Mr Dodd contended that the applicant had not sufficiently particularised her claim to establish that it was necessary for Mr H to be joined in these proceedings. That is, it was not enough for the applicant to present her case by relying on certain parts of various affidavits she had filed previously rather than providing a statement of claim which set out the basis upon which the trust existed.
Issue: Should the respondent’s father be joined?
Law:
- Federal Circuit Court Rules 2001 2001 RR.11.01, 13.07
- Family Law Act 1975 SS.79, 90SM
Analysis:
The applicant had not sufficiently particularised her claim to establish to the Court that it would be necessary for Mr H to be joined as the second respondent in the proceedings. It is significant that applicant has had ample opportunity to properly particularise her claim against the proposed second respondent and has failed to do so. It is not enough to simply refer to a couple of paragraphs in an affidavit and the details of any claim and the relief sought to be revealed at trial.
The court is inclined to accept the respondent’s submission.

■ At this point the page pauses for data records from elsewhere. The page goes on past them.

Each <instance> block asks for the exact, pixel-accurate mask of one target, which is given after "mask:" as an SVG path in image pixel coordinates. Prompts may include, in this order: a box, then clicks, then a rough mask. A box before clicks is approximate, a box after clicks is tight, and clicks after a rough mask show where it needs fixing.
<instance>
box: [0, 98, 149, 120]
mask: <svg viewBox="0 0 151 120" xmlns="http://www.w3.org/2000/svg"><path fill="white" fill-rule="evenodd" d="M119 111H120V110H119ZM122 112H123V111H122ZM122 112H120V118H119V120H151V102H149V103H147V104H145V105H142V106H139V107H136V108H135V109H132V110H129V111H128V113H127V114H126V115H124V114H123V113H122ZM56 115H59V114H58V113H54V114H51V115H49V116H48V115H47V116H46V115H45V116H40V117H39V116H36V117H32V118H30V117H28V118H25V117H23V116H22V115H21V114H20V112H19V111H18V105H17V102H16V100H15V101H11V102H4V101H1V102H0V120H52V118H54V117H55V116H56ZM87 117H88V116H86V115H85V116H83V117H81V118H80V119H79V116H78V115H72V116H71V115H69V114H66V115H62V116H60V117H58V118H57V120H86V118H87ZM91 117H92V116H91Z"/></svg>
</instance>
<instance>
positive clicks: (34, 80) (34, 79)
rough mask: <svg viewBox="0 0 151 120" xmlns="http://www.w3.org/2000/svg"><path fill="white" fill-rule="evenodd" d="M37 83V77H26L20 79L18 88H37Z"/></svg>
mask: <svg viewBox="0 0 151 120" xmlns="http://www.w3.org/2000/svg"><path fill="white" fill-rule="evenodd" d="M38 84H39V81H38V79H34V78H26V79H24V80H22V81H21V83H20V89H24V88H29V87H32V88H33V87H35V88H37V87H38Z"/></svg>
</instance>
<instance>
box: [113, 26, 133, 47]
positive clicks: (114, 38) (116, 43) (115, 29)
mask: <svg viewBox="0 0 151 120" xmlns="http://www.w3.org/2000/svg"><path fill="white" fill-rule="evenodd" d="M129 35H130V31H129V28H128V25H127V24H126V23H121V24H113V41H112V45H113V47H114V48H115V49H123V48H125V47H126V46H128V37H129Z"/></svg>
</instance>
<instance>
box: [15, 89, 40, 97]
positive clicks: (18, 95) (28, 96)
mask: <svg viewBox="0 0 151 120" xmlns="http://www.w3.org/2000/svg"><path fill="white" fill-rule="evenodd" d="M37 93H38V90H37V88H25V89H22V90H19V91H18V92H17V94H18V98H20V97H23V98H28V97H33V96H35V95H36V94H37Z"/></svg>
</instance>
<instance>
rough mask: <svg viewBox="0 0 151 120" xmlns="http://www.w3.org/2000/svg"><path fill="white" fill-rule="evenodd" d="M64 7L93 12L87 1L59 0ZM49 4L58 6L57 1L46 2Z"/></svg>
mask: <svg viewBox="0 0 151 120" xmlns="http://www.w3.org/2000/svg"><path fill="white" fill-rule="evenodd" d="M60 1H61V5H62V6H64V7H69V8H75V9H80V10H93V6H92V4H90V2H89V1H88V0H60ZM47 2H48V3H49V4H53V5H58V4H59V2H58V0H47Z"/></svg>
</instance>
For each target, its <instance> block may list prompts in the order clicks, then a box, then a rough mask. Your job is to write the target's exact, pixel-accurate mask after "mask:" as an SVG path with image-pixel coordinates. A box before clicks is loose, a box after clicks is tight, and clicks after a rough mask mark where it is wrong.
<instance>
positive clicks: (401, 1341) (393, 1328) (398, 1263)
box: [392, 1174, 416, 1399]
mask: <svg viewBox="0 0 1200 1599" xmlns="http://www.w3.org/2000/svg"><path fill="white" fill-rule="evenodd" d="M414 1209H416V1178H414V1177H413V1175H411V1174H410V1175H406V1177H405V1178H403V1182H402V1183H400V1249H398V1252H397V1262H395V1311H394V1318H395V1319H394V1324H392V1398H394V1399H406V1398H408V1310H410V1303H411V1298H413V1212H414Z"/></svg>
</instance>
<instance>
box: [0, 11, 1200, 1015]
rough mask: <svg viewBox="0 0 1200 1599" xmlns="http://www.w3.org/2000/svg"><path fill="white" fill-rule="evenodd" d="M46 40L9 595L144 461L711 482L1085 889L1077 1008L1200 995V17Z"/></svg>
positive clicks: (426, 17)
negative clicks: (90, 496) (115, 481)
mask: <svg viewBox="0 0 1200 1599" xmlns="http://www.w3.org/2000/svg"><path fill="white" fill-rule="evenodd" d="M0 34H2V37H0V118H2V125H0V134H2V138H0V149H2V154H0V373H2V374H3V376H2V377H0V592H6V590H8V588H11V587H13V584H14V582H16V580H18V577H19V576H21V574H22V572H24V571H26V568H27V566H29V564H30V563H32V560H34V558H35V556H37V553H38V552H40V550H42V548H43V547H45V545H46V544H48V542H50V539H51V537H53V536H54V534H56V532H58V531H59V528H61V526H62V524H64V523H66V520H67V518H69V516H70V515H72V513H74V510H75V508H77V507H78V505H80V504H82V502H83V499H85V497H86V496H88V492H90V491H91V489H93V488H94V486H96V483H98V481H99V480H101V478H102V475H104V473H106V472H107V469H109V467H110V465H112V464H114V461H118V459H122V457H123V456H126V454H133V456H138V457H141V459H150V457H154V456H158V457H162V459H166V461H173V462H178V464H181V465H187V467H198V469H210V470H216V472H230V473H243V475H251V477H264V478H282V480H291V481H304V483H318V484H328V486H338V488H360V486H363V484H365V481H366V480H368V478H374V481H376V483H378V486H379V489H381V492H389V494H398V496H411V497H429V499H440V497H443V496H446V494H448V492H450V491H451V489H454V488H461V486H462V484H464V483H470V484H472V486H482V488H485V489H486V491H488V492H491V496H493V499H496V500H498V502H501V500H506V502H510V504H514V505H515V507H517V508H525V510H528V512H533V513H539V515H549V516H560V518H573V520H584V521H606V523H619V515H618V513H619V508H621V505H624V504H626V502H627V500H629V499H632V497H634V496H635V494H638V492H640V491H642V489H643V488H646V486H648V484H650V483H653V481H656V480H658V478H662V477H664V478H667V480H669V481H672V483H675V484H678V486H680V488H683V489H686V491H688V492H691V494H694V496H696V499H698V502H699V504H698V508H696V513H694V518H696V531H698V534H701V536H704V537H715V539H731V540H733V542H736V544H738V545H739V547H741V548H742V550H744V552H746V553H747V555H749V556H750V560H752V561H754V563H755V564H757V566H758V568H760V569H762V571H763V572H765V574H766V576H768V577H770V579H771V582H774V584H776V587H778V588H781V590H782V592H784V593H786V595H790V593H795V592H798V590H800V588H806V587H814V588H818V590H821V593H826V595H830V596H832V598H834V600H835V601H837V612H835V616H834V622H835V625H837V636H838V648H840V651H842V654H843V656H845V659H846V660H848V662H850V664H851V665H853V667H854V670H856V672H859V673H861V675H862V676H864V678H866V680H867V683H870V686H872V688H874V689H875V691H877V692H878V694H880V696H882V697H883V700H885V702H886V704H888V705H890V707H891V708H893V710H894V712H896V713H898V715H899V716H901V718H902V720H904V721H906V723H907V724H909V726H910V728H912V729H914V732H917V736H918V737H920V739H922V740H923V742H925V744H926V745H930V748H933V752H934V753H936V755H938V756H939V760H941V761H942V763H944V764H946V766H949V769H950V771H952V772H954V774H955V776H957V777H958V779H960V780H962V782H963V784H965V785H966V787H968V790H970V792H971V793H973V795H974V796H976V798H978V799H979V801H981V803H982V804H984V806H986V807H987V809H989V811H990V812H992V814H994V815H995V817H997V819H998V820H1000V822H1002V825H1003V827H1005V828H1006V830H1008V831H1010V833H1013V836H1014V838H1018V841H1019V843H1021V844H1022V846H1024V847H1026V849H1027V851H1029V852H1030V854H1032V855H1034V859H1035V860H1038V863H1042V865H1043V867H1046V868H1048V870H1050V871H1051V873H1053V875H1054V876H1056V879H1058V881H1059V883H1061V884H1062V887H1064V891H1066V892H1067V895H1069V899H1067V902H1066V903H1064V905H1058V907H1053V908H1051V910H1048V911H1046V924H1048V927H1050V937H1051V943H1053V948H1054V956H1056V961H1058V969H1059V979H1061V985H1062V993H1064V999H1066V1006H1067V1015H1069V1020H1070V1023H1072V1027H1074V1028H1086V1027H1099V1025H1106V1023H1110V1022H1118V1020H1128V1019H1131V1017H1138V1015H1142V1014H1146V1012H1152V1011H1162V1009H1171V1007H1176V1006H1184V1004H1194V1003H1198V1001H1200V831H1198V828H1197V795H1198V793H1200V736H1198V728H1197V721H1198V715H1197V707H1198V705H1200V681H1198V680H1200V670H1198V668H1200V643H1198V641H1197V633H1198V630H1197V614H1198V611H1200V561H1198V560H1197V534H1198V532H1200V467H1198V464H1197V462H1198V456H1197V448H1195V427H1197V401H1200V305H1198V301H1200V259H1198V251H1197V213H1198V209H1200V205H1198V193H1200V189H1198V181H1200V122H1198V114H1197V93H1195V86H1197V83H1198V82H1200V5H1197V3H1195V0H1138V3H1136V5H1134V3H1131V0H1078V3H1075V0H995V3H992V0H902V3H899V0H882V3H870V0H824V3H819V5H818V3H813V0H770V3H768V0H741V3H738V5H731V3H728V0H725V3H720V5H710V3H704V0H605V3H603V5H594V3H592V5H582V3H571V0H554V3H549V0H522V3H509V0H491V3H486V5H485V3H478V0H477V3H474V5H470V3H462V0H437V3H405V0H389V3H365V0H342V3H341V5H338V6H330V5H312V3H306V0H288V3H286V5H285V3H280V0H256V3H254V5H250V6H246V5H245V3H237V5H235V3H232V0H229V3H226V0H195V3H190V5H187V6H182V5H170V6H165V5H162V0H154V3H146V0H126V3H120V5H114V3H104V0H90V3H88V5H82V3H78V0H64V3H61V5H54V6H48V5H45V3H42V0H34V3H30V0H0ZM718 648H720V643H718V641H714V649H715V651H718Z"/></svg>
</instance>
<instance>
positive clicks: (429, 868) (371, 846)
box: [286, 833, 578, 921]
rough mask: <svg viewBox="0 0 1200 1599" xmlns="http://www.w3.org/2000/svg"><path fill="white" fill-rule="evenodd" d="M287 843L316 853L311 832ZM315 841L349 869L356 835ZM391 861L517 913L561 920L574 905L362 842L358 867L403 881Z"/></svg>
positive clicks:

Save for the Historical Copy of Register of Titles on the UK property, and an extract of the declaration of trust, the applicant has failed to formulate a statement of claim, and specify the basis and nature of such a claim.
Having regard to her failure in taking the opportunity to adequately particularise her claim, in circumstances where this is the third time she has brought a joinder application, the prejudice to Mr H outweighs the prejudice to the applicant.
Conclusion: Court orders that the application be dismissed.